Increasing numbers of people in affluent areas of London, such as Kensington and Chelsea, are excavating under their houses. Wealthy homeowners are building underground rooms housing everything from swimming pools and gyms to home cinemas.

Amid concern about a rapid increase in the number of people extending below ground, the Royal Borough of Kensington and Chelsea commissioned a report into the issue. The west London borough received 148 applications last year; more than double that from the previous year and nearly five-times the level in 2003.

Roughly half of the residents who responded were against any more basement developments unless tighter controls on the disruption from digging is put in place. The authority is now consulting residents and professionals, with the report due next month.

There is a similar trend in the borough of Camden, in north London where the local authority received 146 applications for basement excavations in 2007, compared with 24 in 2001.

Sir Ronnie Cohen, financier and Labour donor is one of the latest high-profile figures to invest in an underground swimming pool. Digging for his house redevelopment caused so much disruption that he has paid for some of his neighbours to move away while work takes place at his house in Notting Hill, west London.

A two-year project launched by the comedian Ricky Gervais to build a gym and swimming pool at his north London home caused such a disturbance neighbours demonstrated outside his house.

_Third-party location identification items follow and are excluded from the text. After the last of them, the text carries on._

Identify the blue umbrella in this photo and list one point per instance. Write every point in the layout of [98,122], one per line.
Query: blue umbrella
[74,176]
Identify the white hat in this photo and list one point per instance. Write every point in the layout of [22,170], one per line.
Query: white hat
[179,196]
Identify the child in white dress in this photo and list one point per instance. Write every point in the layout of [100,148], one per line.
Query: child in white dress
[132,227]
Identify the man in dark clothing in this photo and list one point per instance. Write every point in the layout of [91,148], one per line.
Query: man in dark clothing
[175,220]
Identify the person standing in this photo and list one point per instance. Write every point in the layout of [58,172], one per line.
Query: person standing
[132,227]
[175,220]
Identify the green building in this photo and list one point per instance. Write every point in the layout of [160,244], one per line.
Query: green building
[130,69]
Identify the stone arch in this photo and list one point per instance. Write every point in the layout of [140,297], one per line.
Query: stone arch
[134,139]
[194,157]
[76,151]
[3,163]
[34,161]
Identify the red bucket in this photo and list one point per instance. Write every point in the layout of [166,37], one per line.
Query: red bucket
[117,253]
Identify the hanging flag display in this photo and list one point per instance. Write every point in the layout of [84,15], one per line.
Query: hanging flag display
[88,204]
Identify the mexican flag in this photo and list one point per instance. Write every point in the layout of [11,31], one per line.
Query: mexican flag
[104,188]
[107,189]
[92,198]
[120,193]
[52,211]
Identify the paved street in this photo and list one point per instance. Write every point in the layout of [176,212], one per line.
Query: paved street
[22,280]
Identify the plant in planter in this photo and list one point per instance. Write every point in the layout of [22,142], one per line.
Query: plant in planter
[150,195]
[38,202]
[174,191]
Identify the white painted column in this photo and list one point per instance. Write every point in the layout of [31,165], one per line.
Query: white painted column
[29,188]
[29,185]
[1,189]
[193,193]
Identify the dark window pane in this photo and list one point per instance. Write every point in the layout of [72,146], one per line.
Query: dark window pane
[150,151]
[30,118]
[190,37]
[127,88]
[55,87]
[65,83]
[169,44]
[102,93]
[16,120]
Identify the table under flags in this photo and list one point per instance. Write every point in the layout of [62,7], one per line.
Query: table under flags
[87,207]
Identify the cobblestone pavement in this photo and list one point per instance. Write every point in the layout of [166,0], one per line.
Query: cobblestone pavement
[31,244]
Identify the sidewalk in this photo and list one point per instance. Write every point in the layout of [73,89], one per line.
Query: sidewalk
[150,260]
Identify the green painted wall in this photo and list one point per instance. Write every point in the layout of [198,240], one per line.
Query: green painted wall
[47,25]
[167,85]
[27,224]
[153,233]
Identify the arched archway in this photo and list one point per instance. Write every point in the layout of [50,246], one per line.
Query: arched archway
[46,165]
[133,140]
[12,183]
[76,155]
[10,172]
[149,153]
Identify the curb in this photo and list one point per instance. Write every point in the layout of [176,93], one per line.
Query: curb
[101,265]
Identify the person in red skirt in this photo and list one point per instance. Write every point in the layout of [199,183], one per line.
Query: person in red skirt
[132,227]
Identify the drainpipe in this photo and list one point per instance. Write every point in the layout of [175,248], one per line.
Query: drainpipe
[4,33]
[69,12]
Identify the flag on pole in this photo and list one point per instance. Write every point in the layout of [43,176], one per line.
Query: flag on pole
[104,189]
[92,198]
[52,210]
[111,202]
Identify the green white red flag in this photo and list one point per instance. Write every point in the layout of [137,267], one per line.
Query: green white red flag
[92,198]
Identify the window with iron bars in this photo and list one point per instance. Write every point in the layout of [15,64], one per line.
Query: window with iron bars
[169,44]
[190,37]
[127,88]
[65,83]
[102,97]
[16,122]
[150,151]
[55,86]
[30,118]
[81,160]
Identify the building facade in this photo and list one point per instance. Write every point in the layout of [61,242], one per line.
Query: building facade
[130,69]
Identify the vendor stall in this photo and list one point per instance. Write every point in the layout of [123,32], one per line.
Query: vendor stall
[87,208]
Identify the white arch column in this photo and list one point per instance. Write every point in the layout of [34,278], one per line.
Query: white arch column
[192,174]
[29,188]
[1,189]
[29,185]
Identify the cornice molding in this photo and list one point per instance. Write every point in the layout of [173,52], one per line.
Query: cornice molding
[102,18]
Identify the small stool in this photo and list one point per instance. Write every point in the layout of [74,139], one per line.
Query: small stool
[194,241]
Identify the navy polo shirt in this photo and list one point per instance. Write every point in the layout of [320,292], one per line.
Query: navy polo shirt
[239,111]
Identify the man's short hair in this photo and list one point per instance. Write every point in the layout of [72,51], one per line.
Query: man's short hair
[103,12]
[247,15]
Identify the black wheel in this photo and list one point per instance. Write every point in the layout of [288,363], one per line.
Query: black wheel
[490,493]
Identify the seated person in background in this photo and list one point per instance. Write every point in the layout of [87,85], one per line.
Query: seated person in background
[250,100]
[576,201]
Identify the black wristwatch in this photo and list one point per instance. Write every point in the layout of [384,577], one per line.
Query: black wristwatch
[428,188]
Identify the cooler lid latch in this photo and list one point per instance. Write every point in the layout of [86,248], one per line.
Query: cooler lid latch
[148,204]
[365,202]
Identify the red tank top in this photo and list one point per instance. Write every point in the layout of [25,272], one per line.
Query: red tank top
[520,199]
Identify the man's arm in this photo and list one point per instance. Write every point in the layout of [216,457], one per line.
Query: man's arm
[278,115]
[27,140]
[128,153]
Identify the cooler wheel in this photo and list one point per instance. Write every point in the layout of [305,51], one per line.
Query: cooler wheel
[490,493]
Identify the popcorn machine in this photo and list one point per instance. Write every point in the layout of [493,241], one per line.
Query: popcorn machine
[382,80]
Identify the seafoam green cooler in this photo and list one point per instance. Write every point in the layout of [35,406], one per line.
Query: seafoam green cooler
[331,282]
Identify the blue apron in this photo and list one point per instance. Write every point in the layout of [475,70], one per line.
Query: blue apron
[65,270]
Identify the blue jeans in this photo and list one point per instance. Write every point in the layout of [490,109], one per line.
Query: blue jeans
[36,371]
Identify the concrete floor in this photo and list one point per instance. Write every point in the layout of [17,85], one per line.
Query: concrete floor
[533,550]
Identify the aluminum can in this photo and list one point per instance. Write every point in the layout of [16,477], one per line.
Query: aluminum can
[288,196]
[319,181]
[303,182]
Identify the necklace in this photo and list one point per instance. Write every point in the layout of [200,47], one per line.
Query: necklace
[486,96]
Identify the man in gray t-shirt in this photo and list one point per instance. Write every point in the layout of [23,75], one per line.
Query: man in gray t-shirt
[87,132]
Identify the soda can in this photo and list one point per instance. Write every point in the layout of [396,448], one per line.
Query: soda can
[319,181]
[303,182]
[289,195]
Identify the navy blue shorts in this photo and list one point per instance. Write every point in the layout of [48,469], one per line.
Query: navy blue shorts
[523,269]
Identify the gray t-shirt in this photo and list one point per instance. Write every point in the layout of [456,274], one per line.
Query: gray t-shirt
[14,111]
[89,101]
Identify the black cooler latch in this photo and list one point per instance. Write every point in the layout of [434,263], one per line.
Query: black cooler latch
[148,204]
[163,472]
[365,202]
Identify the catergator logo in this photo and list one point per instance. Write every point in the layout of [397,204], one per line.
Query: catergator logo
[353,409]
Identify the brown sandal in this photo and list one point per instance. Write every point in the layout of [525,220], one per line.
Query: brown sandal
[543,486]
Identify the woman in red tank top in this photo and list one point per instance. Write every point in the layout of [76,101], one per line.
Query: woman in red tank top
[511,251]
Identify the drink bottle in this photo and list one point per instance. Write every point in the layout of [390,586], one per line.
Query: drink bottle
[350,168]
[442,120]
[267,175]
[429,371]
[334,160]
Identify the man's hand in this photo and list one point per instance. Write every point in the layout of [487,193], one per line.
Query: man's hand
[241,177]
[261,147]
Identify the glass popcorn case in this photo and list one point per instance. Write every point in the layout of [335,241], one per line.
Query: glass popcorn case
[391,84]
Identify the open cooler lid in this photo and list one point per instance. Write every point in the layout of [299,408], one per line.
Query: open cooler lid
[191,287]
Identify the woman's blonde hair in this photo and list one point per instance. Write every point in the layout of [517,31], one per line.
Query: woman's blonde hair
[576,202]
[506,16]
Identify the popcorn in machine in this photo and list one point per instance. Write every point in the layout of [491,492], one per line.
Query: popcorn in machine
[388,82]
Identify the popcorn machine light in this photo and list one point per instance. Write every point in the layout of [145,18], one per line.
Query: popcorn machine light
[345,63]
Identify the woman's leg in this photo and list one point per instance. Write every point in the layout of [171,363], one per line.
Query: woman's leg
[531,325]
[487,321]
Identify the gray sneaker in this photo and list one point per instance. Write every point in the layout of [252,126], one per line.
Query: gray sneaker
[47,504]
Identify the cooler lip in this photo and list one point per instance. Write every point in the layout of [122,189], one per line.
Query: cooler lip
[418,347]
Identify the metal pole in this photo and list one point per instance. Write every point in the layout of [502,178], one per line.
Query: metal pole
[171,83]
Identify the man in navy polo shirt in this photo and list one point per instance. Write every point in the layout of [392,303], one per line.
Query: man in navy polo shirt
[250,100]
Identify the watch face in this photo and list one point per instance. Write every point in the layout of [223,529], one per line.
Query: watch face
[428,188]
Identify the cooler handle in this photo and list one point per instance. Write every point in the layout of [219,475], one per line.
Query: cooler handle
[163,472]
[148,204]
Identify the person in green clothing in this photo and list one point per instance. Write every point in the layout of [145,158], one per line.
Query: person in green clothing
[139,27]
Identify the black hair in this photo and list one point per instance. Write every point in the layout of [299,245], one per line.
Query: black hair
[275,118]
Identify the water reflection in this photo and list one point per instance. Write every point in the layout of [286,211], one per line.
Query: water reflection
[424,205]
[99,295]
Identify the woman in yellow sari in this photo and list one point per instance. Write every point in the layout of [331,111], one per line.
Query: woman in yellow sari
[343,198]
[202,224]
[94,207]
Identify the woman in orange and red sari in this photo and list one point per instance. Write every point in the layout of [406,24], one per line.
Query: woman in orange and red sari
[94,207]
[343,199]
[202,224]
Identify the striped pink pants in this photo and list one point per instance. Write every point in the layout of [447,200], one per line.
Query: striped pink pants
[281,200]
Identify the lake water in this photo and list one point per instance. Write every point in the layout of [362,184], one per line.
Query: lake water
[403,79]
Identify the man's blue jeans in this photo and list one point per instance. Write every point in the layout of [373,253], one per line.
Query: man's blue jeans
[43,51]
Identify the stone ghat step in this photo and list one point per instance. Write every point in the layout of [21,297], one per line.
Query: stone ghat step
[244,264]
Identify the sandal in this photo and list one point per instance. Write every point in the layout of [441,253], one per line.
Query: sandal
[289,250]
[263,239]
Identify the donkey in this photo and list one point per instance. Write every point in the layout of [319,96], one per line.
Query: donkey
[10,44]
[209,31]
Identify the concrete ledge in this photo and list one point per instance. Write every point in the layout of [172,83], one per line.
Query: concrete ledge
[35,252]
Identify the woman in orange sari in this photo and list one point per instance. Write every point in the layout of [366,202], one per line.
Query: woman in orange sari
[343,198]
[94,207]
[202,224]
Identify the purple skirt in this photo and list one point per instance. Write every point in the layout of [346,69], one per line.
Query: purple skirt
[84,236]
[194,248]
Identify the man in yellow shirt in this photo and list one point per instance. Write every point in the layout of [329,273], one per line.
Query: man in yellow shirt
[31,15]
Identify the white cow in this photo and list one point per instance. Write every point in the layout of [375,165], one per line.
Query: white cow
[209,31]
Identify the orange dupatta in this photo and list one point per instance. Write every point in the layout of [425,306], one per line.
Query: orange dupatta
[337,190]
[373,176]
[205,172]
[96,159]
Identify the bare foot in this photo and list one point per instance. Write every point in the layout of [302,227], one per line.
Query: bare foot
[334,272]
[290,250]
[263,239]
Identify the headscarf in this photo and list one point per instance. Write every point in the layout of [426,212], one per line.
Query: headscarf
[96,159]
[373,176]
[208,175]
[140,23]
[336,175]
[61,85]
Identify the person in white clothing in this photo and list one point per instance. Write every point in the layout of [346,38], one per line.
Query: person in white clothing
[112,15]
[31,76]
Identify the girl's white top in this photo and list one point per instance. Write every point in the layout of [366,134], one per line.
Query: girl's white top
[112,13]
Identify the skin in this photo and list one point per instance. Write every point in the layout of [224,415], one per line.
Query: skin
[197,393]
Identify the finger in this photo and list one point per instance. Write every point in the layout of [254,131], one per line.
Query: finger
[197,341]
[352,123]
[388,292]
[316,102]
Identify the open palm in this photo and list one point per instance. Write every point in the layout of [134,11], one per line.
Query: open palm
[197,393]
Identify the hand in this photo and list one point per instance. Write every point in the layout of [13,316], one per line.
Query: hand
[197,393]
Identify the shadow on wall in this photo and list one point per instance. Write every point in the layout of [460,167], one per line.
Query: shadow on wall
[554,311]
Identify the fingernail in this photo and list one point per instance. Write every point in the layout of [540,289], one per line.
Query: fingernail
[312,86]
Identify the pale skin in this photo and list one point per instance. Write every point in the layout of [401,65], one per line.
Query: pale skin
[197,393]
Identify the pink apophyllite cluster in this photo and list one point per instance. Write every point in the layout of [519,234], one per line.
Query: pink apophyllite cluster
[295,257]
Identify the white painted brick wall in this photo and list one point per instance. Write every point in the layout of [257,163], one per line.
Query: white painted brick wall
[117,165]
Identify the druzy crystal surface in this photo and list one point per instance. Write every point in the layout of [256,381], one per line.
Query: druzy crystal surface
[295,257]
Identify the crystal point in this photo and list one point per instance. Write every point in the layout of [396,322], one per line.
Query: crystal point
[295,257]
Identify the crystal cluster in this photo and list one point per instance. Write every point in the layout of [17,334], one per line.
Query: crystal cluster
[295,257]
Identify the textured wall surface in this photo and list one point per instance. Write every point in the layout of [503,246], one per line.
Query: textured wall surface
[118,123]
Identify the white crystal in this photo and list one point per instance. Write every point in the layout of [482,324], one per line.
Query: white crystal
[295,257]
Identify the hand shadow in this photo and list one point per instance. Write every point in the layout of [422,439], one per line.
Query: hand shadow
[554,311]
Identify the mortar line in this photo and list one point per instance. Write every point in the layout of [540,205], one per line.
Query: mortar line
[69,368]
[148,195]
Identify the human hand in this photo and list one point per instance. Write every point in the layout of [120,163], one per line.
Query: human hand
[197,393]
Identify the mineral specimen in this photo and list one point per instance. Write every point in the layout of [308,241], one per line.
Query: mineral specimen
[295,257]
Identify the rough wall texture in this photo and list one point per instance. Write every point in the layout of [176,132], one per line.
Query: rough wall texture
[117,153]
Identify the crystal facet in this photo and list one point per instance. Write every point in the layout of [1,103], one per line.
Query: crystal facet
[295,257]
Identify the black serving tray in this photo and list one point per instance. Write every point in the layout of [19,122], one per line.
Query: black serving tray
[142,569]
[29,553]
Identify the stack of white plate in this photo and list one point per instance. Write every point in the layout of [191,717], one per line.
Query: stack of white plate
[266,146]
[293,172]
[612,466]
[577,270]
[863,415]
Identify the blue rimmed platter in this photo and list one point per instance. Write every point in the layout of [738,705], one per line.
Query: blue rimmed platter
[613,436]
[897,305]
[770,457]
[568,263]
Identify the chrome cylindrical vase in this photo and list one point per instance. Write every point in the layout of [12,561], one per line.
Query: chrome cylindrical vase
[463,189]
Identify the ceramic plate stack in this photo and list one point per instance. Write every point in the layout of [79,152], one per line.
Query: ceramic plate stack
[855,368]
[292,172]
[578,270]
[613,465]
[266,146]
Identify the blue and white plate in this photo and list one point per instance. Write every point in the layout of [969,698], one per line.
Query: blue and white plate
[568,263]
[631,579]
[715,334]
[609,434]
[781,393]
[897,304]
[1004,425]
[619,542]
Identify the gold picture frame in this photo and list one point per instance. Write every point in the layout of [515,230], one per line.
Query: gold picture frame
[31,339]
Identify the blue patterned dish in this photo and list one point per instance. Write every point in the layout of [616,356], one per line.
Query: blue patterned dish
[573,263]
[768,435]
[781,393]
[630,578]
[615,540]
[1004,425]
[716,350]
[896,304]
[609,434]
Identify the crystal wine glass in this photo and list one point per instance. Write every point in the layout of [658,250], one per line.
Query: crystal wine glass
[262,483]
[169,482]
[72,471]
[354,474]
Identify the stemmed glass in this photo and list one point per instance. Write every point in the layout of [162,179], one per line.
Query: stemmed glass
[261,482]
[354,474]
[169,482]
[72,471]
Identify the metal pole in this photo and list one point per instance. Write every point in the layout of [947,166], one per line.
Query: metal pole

Chelsea football club owner Roman Abramovich has two houses in west London connected below ground with extra rooms and a huge swimming pool.

Maggie Smith of The London Basement Company, said: "The jobs keep getting bigger. Now people dig beneath their garden as well as the house – which is often difficult." The company has seen a 40 per cent increase in business over the past five years.

But not everyone is enthusiastic about this trend. "It's a living hell for our residents," said Gordon Maclean, of the Heath and Hampstead Society, who has been campaigning for stricter controls on basement extensions. "The scale of some of the projects is just huge – we've had some cases where there have been as many as four basements underneath each other in one project. Also, the streets are not built for the lorry-loads of spoil that has to be transported around."

Ruth Tamir, a Camden resident whose neighbours have just begun a six-month basement excavation, is already feeling the strain: "Our house shakes because of the conveyer belt that takes all the earth out... then there's the constant drilling. Our neighbours didn't even tell us they were doing theirs – we just received a formal letter. You don't know what's going to happen in the future with things like subsidence."